A Smarter Way to Clean Your Home

Every home — big, small, apartment or vacation home — gets dirty. And while there’s not just one way to clean your living space, there is a smarter way to get the job done. Take this guided tour of your home — from the kitchen and bathroom to the bedroom and living areas — to learn the basic rules of cleaning as well as some tips and short cuts that will help you clean thoroughly and efficiently, starting now.

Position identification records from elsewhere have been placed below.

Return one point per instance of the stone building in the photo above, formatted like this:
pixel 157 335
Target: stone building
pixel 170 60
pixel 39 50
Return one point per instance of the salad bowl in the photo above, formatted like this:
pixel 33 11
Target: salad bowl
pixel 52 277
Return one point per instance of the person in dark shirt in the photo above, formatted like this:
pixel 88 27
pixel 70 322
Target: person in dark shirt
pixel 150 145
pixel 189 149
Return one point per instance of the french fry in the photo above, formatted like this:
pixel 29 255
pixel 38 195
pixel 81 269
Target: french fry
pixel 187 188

The Sweethome, a New York Times company, has spent hours testing cleaning products and you’ll see I reference them when they’ve reviewed products I recommend.

How to Clean the Kitchen

In the kitchen, wiping surfaces, keeping tabs on the fridge and washing dishes every day will prevent big time-consuming messes down the line.

KEEP DISHES CLEAN

If you’re a person who tends to let dishes pile up in the sink to avoid washing them, try this simple trick to put the effort involved into perspective: For a few days, as you think of it, set a timer before you begin washing the dishes, and make note of how long it took to clean up. If you know the task will take just minutes to complete, it will be less difficult to convince yourself to take care of those dishes now.

How to Clean a Burned Pot: To clean a badly scorched pot without scrubbing, cover the burned area with a liberal amount of baking soda and pour in enough boiling water to fill the pot a third to halfway up. When the water is cool enough to touch, head in with your sponge and use the baking soda solution to scrub away the scorch. Dump the solution and wash the pot with hot, soapy water.

The Dishwasher Debate: While there isn’t an absolutely correct way to load a dishwasher (and what would couples bicker over if such a directive were carved in stone?), there is one universal rule: It is much easier to load from back to front.

CLEAN YOUR SINK

The sink, especially the faucet, can be wiped free of bacteria and food particles with an all-purpose cleaner. And we all should probably clean the faucet more often, considering it’s something we touch with raw-chicken-covered hands.

Sponges should be cleaned frequently, too, either by running them through the dishwasher or microwave. If you use a microwave, first make sure the sponge does not contain any metal, then get the sponge very wet and nuke it for two minutes; be careful when you remove it, as it will be quite hot.

Has your sponge holder developed mold or bacterial buildup? Use a toothbrush dipped in bleach or white vinegar — but never both, as the combination creates a dangerous chemical reaction — to scrub away mold. Follow by washing the sponge caddy with hot, soapy water or run it through the dishwasher.

KEEP SURFACES CLEAN

Wipe your counter and stovetops with an all-purpose cleaner after use. Stovetops in particular benefit from this type of regular, quick cleaning, as splatters, drips and grease become baked on when left too long.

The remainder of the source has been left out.